Color Theory Basics- 2

Here's the second feature of Goethe's color theory basics: Green and magenta don't appear in prismatic blue and red edges, unless the blue and red edge touch each other. Click here for part 1 on how the colored edges appear in the first place.

The left image, is what you see when you look at a thin treebranch through a prisma. Both color-edges touch and reach over the darkness - a magenta lights up.

For green to appear, a very small light spot is needed, closed in by to bigger dark spots.

prisma with magenta

When the dark red and dark violet touch each other, the darker colors are eaten up by the light and magenta appears.

Magenta is the image of: the light of color, overcoming darkness.

prisma-green

Green emerges, when the lightest colors (yellow and turquoise) touch each other: the darkness of color, overcoming light.

The edge-colors in the prisma, the reds and blues, are the colors that picture a 'movement'. And this is also the effect they have on your mood. Reds give you a 'push', blues tend to 'pull back'.

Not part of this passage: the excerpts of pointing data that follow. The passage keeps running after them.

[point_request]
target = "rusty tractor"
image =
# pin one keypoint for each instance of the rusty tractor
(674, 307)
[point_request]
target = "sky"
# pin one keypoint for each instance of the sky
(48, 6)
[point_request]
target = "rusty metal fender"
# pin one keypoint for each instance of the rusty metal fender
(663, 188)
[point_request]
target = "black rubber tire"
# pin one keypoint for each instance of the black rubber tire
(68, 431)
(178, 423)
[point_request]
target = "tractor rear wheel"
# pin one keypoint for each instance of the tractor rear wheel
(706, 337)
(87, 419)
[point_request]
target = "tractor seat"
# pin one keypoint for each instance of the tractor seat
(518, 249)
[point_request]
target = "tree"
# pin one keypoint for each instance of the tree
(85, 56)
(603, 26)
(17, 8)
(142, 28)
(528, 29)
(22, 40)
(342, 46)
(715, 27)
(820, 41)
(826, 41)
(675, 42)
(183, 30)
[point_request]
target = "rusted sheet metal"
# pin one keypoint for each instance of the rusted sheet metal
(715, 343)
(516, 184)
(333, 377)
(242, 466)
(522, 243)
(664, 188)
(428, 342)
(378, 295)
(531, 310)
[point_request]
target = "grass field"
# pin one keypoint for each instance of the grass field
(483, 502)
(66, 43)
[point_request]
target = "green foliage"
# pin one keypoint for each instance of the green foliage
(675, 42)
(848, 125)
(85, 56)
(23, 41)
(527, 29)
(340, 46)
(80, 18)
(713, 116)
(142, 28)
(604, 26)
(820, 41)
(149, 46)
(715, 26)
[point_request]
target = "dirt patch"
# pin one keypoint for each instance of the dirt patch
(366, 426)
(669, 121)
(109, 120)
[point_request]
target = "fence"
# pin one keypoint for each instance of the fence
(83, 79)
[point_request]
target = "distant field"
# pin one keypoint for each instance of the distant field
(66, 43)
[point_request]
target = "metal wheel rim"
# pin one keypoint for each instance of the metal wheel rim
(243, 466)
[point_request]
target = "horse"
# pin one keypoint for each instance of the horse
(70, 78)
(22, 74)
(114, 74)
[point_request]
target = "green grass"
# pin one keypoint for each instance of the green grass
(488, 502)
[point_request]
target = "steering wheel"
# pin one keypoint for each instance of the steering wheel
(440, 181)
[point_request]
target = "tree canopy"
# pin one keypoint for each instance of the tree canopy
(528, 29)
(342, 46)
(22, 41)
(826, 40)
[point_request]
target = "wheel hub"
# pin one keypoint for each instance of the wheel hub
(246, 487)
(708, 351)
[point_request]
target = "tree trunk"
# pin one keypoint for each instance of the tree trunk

Reds and blues communicate an active process, and that activity is something you can sense when you look at a color. That's why balancing colors is so important in your interior painting design.

Green and magenta both only come when the red and the blue edge touch. Green and magenta appears, where light and darkness regain their balance.

the color circle

Resting colors

Green and magenta make the impression of: stillness, balance. They're not moving, and they don't push and pull at you. They have the same objective quality as black and white. Green and magenta give a solid, calming, light and quiet impression. Combining pinks and greens are great for rooms, especially in places where you need some calmness and serenity.

green-and-magenta

Goethes color theory basics in short:

  • Color is a sensory perception. It's not subjective: it's physical. It can be material (flowers, paint) and immaterial (prismatic colors, sunsets).
  • Colors manifest by the interaction between light and darkness.
  • When the light is active, you see blues.
  • When the darkness is active, you see reds.
  • Where the darkness closes up and prismatic colored edges touch, green becomes manifest.
  • When the darkness is thin, and prismatic colored edges reach over it, magenta becomes manifest.

Contrast and interval

Color theory basics are: understanding how colors manifest through light and darkness. But once colors appear, they start to interact. The color world is a differentiated whole, which is trying to complete itself all the time. When one color appears, it will summon up its opposite by contrast. When two colors are present, they either mix, or create a third color by the law of interval. These are optical phenomena, but they're physical and not subjective. An LCD-screen creates contrasts and intervals, just like our perception does. These phenomena always behave according to physical laws.

Other still colors

Apart from black, white, green and magenta, also 'material' colors (like the colors of wood and metal) give a 'solid' and 'resting' impression. Material colors hardly ever are purely prismatic (except chemically manifactured pigments). Natural colors are blended and mixed and by that, stilled within themselves. Apart from that, material colors communicate to us the idea of solidity and stillness because we know matter is a passive thing.

Pure prismatic colors often are too strong to use in interior painting techniques - that is, in big surfaces. Prismatic colors are immaterial, and your home should be your material basis on earth. But only matter is maybe not enough - it's nice to have some immaterial quality too.

Paint colors

Paint colors usually have a prismatic 'parent' color (called the "hue" of a color). They also contain other colors (black, white, browns), added to make them more material.


In older days, earth pigments were the only cheap pigments around, and they were used a lot in interior painting. That was good for natural harmony too. Nowadays, there are lots of bright, cheap colors too, but they are harder to handle, as they are very 'onesided' in their colors. They're like machines that can make only one poignant sound. Natural colors are different: they have blends, and other colors as upper- and undertones - just like a perfume. Natural pigments are like that.

Cheap house paints have bright, but onesided colors. The danger is, you'll be fed up with them soon. The best thing is, to have blended, toned colors, and use these color theory basics to let their prismatic qualities come out (by contrast and interval. You can make your paint colors more natural by mixing them with earth colors (browns, greys). That goes for oil painting techniques as well.